Kerry described a trip he made to Antarctica, where he was shown air samples from what was supposedly the cleanest air on the planet. These samples contained 401.6 parts per million of carbon dioxide — 14 percent above the 350 parts per million “tipping point,” beyond which damage may be irrecoverable.
“The problem is, we continue to move in the wrong direction and add to that curve,” he said.
Kerry touched on global challenges that will be exacerbated by climate change, listing climate refugees, climate induced conflict over water, and climate induced conflict over food. “You could run down a long list,” he said.
With just over a week left in office, Kerry briefly mentioned the incoming administration.
“I’m not going to speculate about the policies that our president-elect and his secretary of state will choose to pursue,” he said, “but I will tell you this: in the time I’ve spent in public life, one of the things I’ve learned is that some issues look a lot different when you’re actually in office, compared to when you’re on the campaign trail.”
President-elect Donald J. Trump has questioned whether climate change exists and whether humans are a driving factor.
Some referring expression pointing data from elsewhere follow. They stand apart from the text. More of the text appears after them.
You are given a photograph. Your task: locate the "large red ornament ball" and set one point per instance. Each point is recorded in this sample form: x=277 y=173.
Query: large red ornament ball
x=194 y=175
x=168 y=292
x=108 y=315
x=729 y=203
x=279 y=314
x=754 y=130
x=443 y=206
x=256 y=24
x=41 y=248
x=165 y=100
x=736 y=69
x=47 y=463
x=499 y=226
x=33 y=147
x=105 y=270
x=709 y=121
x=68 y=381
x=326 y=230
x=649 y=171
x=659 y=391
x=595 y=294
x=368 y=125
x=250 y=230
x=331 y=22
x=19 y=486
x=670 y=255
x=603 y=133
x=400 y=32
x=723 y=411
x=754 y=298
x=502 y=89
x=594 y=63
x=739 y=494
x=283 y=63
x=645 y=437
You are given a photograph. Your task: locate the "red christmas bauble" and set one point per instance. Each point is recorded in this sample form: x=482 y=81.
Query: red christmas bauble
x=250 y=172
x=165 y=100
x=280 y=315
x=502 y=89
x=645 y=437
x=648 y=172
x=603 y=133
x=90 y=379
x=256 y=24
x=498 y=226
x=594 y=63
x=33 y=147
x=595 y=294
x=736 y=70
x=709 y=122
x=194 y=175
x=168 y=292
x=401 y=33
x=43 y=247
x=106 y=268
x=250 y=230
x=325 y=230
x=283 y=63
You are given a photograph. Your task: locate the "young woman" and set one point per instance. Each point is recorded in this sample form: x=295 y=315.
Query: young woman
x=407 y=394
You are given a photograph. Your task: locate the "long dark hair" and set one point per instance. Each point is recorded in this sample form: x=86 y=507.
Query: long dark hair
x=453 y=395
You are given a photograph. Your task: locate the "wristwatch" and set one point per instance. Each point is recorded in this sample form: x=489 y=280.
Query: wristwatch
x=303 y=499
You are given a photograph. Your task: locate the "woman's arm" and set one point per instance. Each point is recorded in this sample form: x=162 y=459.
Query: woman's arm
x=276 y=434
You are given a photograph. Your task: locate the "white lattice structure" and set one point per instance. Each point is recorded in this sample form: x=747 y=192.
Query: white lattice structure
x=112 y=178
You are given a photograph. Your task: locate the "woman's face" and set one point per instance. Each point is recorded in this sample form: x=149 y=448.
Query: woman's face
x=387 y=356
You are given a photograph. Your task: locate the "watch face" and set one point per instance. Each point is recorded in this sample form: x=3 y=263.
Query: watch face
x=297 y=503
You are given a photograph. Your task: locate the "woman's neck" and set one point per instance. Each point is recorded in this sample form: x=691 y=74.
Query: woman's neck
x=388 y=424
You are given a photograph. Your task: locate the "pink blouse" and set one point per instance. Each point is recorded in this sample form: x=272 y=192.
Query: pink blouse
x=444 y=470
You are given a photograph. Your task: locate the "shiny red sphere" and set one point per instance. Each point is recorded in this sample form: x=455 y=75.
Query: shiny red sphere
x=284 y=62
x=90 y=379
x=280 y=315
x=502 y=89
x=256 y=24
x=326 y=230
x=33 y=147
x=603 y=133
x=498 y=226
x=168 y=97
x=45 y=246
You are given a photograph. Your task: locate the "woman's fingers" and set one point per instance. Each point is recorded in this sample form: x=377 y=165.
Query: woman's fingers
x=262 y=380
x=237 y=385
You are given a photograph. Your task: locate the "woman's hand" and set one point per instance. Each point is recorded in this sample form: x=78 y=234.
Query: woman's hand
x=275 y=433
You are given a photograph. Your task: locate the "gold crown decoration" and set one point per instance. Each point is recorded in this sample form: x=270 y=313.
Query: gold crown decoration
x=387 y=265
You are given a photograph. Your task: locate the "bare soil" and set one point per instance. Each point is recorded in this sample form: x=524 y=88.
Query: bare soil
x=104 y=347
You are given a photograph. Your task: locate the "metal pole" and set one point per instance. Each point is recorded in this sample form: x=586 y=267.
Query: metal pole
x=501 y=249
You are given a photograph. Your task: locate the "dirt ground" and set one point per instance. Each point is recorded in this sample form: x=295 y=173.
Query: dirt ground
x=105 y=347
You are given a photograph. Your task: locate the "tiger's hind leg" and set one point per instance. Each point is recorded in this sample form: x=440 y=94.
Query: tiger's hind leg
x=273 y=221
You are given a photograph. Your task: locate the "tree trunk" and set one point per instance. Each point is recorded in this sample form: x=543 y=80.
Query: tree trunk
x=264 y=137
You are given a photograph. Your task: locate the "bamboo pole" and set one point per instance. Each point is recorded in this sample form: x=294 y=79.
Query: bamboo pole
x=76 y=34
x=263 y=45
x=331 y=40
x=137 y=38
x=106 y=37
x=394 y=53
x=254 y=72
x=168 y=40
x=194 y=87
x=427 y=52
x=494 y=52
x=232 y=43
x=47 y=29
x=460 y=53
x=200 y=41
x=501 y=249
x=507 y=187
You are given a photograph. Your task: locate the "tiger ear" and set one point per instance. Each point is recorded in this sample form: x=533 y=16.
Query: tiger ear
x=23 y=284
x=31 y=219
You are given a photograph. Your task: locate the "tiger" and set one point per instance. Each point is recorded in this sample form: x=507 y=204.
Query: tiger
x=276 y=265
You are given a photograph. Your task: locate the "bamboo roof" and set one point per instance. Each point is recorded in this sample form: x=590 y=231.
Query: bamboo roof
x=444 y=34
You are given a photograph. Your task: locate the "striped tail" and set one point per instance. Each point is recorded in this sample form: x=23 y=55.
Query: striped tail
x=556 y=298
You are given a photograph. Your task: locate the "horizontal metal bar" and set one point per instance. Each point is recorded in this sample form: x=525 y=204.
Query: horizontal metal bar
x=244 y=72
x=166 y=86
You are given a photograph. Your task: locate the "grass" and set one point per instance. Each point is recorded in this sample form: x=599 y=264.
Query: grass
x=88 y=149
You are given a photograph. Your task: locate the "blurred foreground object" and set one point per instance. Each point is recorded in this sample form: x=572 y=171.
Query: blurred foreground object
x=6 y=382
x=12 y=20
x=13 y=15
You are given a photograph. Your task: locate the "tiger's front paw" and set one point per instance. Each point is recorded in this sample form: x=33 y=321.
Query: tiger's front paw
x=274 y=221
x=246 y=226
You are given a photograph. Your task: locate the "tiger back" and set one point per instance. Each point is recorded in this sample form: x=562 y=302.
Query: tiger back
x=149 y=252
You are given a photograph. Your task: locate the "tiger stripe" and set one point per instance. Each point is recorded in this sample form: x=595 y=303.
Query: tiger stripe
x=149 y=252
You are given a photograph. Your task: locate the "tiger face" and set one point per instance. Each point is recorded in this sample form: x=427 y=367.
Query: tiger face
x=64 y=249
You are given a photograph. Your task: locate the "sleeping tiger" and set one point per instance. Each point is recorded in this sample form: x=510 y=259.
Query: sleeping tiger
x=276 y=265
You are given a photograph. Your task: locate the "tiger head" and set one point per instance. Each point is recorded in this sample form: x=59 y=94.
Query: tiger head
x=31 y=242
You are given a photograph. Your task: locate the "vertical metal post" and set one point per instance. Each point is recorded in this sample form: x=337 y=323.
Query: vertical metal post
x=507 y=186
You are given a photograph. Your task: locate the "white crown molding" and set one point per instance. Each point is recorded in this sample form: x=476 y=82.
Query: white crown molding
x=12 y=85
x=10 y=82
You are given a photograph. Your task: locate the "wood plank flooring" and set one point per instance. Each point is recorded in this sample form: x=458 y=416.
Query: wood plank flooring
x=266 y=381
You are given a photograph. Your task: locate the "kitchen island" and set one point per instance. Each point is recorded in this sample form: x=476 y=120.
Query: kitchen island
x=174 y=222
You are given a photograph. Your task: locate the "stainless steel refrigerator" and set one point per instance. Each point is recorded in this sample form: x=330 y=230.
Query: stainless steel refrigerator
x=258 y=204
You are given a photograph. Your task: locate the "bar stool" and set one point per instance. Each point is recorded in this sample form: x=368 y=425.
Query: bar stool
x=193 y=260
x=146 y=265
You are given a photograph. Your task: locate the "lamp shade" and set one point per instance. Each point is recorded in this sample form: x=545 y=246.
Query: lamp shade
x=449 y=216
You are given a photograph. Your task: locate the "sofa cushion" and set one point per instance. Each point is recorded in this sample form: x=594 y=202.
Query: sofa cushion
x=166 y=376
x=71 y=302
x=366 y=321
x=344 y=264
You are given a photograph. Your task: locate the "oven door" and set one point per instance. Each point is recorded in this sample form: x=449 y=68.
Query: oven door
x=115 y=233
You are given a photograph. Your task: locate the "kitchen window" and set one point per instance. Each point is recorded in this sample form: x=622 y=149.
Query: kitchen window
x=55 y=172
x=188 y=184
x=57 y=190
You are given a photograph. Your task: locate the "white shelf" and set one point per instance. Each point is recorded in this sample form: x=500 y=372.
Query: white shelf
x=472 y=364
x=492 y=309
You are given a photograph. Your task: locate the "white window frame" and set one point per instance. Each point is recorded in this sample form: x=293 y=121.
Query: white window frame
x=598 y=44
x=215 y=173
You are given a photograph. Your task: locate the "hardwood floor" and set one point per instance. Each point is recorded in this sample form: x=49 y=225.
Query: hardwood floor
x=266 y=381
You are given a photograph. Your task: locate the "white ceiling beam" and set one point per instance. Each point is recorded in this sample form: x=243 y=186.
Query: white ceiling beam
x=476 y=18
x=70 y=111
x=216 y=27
The nominee for Secretary of State, Rex Tillerson, has said he believes that climate is change is real. At his ongoing confirmation hearing on Wednesday, Tillerson was asked, but did not say, whether he believed that human activity contibuted to climate change.
Yet Kerry expressed confidence that the U.S. “is going to meet all the emissions targets we have set, not because of government action, but because of market forces.”
“Market forces are already beginning to shift” toward clean energy sources, he said. Kerry noted that in some places, renewable energy sources like solar and wind have reached cost parity with coal, while the number of jobs in solar energy has grown by over 20 percent in each of the last three years. Domestic wind generation has tripled since 2008, and solar generation has increased 30-fold in the same time, he said.
“We are relying on the ingenuity of MIT and institutions like it, along with the private sector, to get this job done,” he said, “because government can’t get it done and won’t get it done.”
Kerry and Deputy Secretary of State Antony Blinken met with MIT faculty following his address. Chaired by MIT’s Vice President for Research Maria T. Zuber, their discussion focused on the future of work and potential benefits to workers of automation and technology. Kerry said in his address that “the clean energy sector is one in which technology can create jobs rather than eliminate them.”